5. Exporting a Running Container’s Filesystem (docker export)
If you only need a running container’s filesystem — not the full image — use docker export instead.
docker export <container-name> -o container.tar
Load a tar file created by docker export with docker import, but note that layer history and metadata like CMD/ENTRYPOINT are not preserved.
docker import container.tar myimage:imported
Common Errors
open myimage.tar: no such file or directory
The path passed to docker load -i is wrong, or it’s pointing somewhere other than where docker save wrote the file.
ls -la myimage.tar
docker load -i ./myimage.tar
Error processing tar file(exit status 1): unexpected EOF
The transfer was interrupted and the tar file is corrupted. Re-transfer with scp or rsync, and compare file size or sha256sum before and after.
sha256sum myimage.tar
docker images Shows Nothing After docker load
docker load may have run against a different Docker daemon (a different context or remote host). Check the active context.
docker context ls
docker context use default
no space left on device
The destination has run out of disk space while extracting the tar file. Check usage with docker system df and clean up unused images/containers.
docker system df
docker system prune
FAQ
Q: What’s the difference between docker save and docker export?
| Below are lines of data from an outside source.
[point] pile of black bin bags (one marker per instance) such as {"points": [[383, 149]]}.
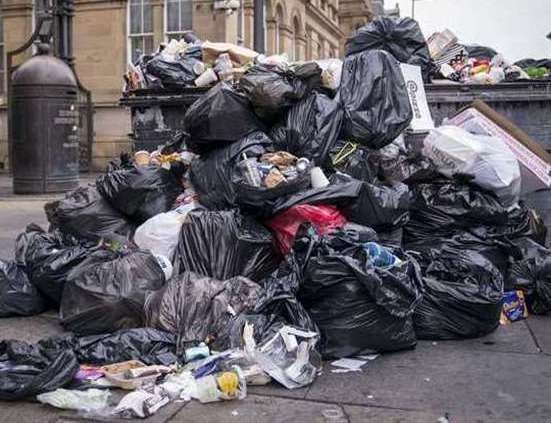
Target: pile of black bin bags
{"points": [[388, 252]]}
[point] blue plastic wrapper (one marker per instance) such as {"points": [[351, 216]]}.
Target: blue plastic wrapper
{"points": [[514, 307]]}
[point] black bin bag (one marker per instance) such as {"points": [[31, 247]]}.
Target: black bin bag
{"points": [[150, 346], [30, 369], [383, 207], [353, 160], [358, 307], [218, 180], [310, 129], [174, 74], [18, 297], [273, 89], [140, 192], [444, 206], [374, 97], [48, 259], [225, 244], [462, 295], [218, 118], [401, 37], [107, 292], [198, 307], [531, 273], [85, 214], [213, 174]]}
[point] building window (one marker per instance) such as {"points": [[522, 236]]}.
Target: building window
{"points": [[278, 32], [178, 18], [2, 60], [296, 35], [140, 28]]}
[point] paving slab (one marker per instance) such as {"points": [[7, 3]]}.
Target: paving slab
{"points": [[357, 414], [255, 409], [515, 338], [275, 389], [540, 327], [442, 378]]}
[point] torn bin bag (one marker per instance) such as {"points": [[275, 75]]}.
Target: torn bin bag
{"points": [[174, 74], [220, 117], [444, 206], [272, 89], [107, 292], [486, 159], [402, 38], [340, 191], [198, 307], [357, 306], [352, 159], [48, 260], [286, 224], [462, 296], [148, 345], [531, 273], [311, 128], [30, 369], [225, 244], [85, 214], [18, 297], [374, 98], [382, 207], [212, 173], [140, 192]]}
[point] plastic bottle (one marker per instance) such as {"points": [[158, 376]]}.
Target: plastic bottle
{"points": [[250, 171], [380, 256]]}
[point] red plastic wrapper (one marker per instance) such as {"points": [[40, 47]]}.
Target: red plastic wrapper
{"points": [[285, 225]]}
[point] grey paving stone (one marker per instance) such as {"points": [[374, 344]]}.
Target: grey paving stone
{"points": [[515, 337], [257, 409], [358, 414], [277, 390], [541, 329], [440, 378]]}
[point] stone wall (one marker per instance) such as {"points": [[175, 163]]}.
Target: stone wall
{"points": [[304, 29]]}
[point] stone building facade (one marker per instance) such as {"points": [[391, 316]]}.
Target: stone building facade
{"points": [[109, 33]]}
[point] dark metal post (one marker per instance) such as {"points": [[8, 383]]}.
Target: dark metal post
{"points": [[259, 42]]}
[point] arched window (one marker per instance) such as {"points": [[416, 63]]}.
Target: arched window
{"points": [[296, 35], [279, 32], [140, 28], [178, 18]]}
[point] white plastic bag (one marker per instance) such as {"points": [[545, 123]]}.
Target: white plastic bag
{"points": [[160, 233], [91, 400], [487, 159], [331, 73]]}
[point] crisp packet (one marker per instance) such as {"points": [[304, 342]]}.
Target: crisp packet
{"points": [[514, 307]]}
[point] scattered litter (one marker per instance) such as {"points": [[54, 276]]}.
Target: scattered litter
{"points": [[90, 400], [302, 211], [349, 364]]}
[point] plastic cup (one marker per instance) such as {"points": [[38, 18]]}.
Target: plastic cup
{"points": [[142, 158], [206, 78], [319, 180]]}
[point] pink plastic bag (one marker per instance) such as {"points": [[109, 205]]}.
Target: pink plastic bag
{"points": [[286, 224]]}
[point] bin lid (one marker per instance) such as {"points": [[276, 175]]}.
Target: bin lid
{"points": [[44, 70]]}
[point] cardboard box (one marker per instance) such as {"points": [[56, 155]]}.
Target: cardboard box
{"points": [[535, 162]]}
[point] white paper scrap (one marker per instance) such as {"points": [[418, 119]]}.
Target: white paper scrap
{"points": [[349, 363]]}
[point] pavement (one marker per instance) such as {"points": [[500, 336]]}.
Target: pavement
{"points": [[505, 376]]}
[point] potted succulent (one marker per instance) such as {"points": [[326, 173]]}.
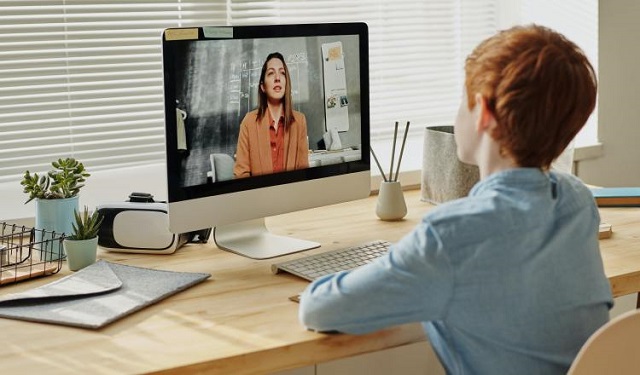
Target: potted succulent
{"points": [[56, 195], [81, 246]]}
docker save exports the full image, including its layer structure and metadata (CMD/ENTRYPOINT, environment variables, etc.). docker export flattens a running container’s filesystem into a single layer with no metadata. Use docker save when you want to migrate the image as-is.
Q: How do I reduce the tar file size?
Compress it with docker save myimage | gzip > myimage.tar.gz. Trimming unnecessary layers with a multi-stage build also shrinks the underlying image size.
Q: Can I change the tag when running docker load?
docker load has no option to rename the tag. Re-tag it afterward with docker tag.
docker tag myimage:latest myimage:v2
Q: Which is better, a registry or save/load?
For ongoing image distribution, a registry (Docker Hub, ECR, GCR, etc.) with push/pull is easier to manage. For offline environments or one-off transfers, save/load is the quicker option.
Q: If I bundle multiple images into one tar, can I load them individually?
docker load always loads every image in the tar file at once. If you need to load images individually, run docker save separately for each one.